New policy for entrepreneur facilities in transfer tax
A new policy decision has been published on the entrepreneur facilities in transfer tax, which includes several new approvals.
27 June 2018
Transfer tax is payable upon acquisition of an immovable property located in the Netherlands. Dutch law provides a number of exemptions for, i.a., acquisitions of immovable property in a merger, demerger, and internal restructuring. With these exemptions the legislature seeks to enable economically desirable repositioning of real estate within a group without levying transfer tax, while abuse or improper use are avoided through anti-abuse provisions. The Dutch State Secretary for Finance recently updated the policy on the entrepreneur facilities in transfer tax and combined a number of existing approvals. The recently published policy decision also includes several new approvals, which are outlined below.
Transfer of a company
Acquisition of an immovable property through conversion of a company into a public or private limited liability company (nv or bv) is exempt from transfer tax, provided certain conditions are met. The legislative text stipulates that this exemption only applies if the business capital is transferred into a company newly incorporated to that effect. In practice, however, conversions are often effected by transferring a business into an existing nv or bv. The State Secretary considers application of the exemption in such cases to be desirable, and the policy now includes an approval for application of the exemption - under certain conditions - upon transfer of a company into an existing nv or bv.
Retention requirement upon certification
Shares acquired upon conversion of a company into an nv or bv can be certified afterwards by transferring them into a trust office. If shares are certified three years after the conversion, the retention requirement set for application of the transfer tax exemption is not met. This would essentially mean that the transfer tax not levied is still payable. The policy now includes an approval to omit application of the retention requirement - under certain conditions - if shares granted upon conversion into an nv or bv are certified.

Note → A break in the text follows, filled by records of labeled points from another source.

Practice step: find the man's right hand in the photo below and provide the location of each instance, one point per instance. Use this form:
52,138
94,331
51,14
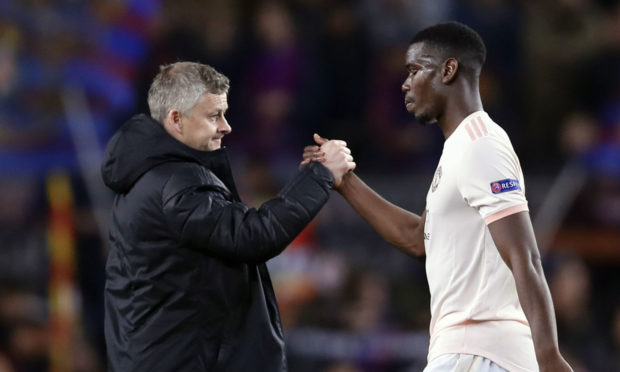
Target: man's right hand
334,154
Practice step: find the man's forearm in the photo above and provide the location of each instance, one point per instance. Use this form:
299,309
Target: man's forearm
396,225
537,305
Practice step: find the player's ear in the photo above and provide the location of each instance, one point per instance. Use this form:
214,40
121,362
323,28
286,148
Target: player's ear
449,69
173,121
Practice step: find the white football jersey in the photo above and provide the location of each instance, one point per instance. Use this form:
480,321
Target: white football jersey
474,303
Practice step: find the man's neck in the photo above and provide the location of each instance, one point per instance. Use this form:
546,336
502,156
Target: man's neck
458,109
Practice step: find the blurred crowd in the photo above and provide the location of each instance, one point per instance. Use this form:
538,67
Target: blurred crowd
72,71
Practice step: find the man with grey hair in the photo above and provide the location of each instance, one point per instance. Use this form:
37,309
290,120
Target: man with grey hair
187,288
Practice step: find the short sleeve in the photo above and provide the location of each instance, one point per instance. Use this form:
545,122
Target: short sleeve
490,179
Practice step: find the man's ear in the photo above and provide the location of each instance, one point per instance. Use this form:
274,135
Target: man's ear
449,70
173,122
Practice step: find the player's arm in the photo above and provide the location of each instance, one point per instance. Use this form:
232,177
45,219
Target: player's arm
514,237
397,226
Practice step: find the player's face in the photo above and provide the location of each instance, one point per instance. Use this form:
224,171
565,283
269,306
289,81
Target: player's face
205,125
422,84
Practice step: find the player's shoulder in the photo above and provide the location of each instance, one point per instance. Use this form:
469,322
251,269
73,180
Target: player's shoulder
480,127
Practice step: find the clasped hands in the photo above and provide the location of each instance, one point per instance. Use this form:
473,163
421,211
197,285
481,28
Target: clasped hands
333,154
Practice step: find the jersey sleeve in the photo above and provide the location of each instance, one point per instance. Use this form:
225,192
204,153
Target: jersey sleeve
490,179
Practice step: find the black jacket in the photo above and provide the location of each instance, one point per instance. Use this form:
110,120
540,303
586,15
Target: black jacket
186,284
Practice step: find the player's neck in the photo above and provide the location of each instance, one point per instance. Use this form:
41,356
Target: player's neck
458,109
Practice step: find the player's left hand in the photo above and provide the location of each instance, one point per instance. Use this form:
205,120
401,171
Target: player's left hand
312,152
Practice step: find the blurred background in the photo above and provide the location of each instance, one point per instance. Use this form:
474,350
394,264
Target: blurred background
72,71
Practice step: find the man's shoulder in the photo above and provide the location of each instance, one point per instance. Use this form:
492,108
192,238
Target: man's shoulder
177,176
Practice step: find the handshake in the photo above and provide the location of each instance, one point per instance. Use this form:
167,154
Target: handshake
333,154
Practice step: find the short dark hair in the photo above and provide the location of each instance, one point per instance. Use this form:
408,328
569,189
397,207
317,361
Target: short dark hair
455,40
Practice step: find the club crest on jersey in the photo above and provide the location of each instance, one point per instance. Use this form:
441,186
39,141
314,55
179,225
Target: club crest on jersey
505,186
436,179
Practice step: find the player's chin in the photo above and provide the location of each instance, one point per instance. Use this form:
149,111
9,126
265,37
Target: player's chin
424,119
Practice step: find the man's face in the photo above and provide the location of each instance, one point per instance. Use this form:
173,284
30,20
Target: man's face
205,125
422,83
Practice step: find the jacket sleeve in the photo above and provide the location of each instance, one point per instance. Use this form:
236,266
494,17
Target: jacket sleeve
207,219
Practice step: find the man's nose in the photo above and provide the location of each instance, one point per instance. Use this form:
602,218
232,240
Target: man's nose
225,127
406,85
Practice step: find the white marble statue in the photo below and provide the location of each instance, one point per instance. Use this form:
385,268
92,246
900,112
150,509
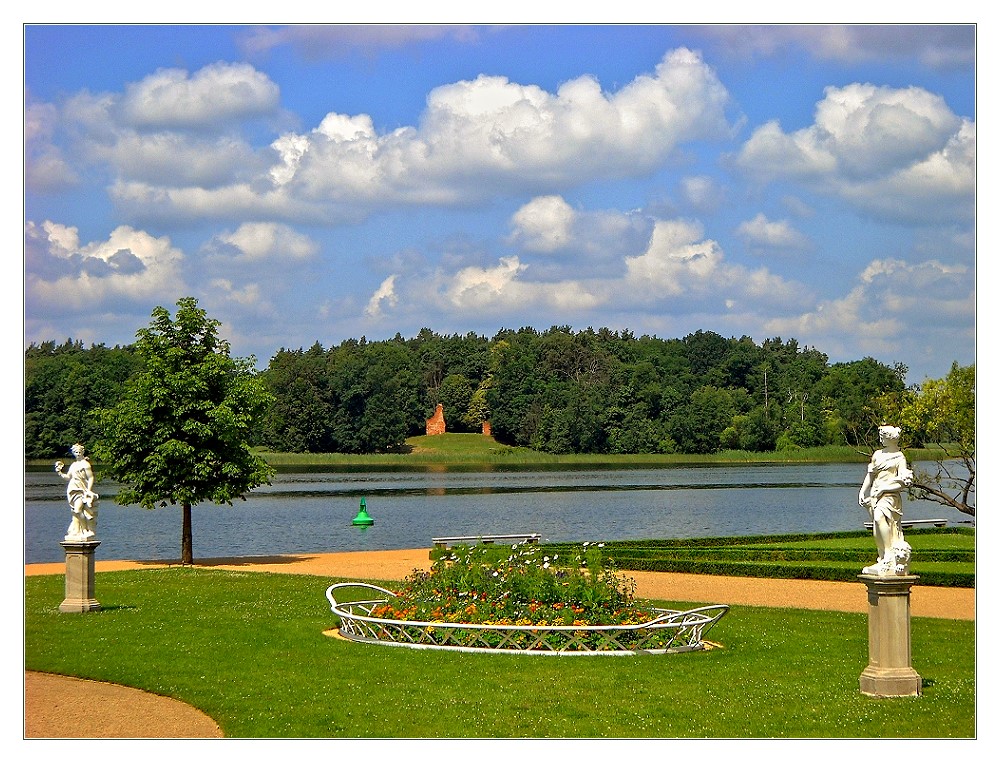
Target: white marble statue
881,493
81,496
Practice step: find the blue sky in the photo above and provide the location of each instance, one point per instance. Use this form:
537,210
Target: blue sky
326,182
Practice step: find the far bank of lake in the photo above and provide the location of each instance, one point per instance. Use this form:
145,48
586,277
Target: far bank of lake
309,509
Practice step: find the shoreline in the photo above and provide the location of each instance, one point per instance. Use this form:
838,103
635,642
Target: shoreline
926,601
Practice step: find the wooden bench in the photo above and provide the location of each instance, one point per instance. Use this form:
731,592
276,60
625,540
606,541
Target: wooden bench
470,539
906,523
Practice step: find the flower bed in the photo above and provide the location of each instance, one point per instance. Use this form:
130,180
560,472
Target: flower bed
521,600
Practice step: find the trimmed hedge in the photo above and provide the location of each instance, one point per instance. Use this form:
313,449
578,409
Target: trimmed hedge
757,556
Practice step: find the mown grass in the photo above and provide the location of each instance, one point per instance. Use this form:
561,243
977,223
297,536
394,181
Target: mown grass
248,649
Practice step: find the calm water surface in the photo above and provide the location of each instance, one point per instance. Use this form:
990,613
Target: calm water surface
311,512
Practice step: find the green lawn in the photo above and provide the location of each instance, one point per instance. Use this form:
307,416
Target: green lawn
248,649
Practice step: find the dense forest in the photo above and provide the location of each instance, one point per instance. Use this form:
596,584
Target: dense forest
557,391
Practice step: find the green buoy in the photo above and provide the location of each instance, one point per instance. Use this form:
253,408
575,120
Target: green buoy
362,519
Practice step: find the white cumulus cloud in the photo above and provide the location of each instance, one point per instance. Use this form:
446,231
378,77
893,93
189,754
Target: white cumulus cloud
219,92
898,153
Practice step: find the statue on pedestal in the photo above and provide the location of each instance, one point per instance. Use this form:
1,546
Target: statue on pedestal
888,475
81,496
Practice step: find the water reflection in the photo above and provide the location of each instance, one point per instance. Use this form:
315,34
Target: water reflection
311,511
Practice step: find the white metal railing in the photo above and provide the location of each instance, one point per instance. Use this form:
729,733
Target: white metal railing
671,631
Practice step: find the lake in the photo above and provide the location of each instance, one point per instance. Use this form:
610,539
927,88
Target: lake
311,511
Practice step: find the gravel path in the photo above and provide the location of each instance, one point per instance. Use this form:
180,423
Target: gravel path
59,707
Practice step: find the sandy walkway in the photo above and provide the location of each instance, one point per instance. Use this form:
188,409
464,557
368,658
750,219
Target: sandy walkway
54,704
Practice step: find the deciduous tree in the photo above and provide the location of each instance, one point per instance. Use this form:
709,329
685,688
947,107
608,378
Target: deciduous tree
180,432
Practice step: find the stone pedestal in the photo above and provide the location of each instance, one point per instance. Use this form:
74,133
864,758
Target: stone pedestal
80,576
889,672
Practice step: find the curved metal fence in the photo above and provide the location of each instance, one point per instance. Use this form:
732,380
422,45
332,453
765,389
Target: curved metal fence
670,632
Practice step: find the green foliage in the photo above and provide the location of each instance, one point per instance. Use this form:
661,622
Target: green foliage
557,391
179,434
518,585
944,411
941,557
62,384
248,649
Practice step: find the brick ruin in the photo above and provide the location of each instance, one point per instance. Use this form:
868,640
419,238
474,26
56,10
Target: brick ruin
436,423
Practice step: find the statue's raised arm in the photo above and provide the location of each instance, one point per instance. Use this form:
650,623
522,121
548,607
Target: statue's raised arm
80,495
881,493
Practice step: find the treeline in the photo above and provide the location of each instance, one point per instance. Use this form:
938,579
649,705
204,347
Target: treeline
557,391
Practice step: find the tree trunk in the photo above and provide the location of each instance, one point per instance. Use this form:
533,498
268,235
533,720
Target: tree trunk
187,554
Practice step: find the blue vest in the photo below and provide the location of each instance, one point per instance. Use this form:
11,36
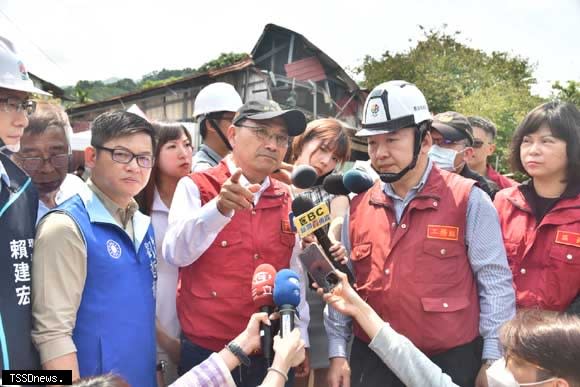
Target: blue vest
18,206
115,326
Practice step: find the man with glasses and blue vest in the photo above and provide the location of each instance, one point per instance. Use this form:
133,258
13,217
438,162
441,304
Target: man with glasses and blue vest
18,206
95,263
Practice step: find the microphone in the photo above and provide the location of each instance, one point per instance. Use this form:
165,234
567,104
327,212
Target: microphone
262,286
304,176
287,298
334,185
357,181
302,205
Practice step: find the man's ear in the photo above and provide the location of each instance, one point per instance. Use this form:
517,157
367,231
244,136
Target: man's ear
90,157
231,134
426,143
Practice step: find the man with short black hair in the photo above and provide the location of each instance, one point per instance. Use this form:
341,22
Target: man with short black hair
95,263
45,154
484,134
453,147
223,223
18,206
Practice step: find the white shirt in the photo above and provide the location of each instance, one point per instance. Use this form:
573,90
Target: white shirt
167,275
193,228
71,185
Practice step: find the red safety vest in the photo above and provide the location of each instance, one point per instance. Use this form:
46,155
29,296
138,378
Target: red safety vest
545,257
214,299
416,274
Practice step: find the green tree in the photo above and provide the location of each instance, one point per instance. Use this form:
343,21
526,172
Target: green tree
569,93
454,76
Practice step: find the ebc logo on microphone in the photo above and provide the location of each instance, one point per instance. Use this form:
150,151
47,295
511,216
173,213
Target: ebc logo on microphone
114,249
312,220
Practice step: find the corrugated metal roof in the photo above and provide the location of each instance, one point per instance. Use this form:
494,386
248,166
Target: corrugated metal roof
306,69
326,61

Continuation requirement for enterprise merger
The transfer tax exemption in case of an enterprise merger can be still be reversed if the transferred business is not continued for at least three years after the enterprise merger. This is referred to as the continuation requirement. If the continuation requirement is not met, the transfer tax that was not levied under the exemption is still payable. The recent policy decision provides for relaxation of this requirement. Under certain conditions, this requirement does not apply to businesses acquired in an enterprise merger if these are transferred within the group, without their immovable property.
Acquisition of shares in a demerger
A legal entity that acquires an immovable property by universal title may qualify for a transfer tax exemption. If the acquiring legal entity is a property entity and issues shares as part of the demerger, the exemption does not apply to the acquisition of these shares. The recent policy decision likewise introduces an approval for application - under certain conditions - of the transfer tax exemption upon demerger or split-off to the acquisition of shares in a property entity granted in a demerger or split-off.
The approvals in the policy decision have been granted applying the hardship clause. The decision has become effective on 5 June 2018.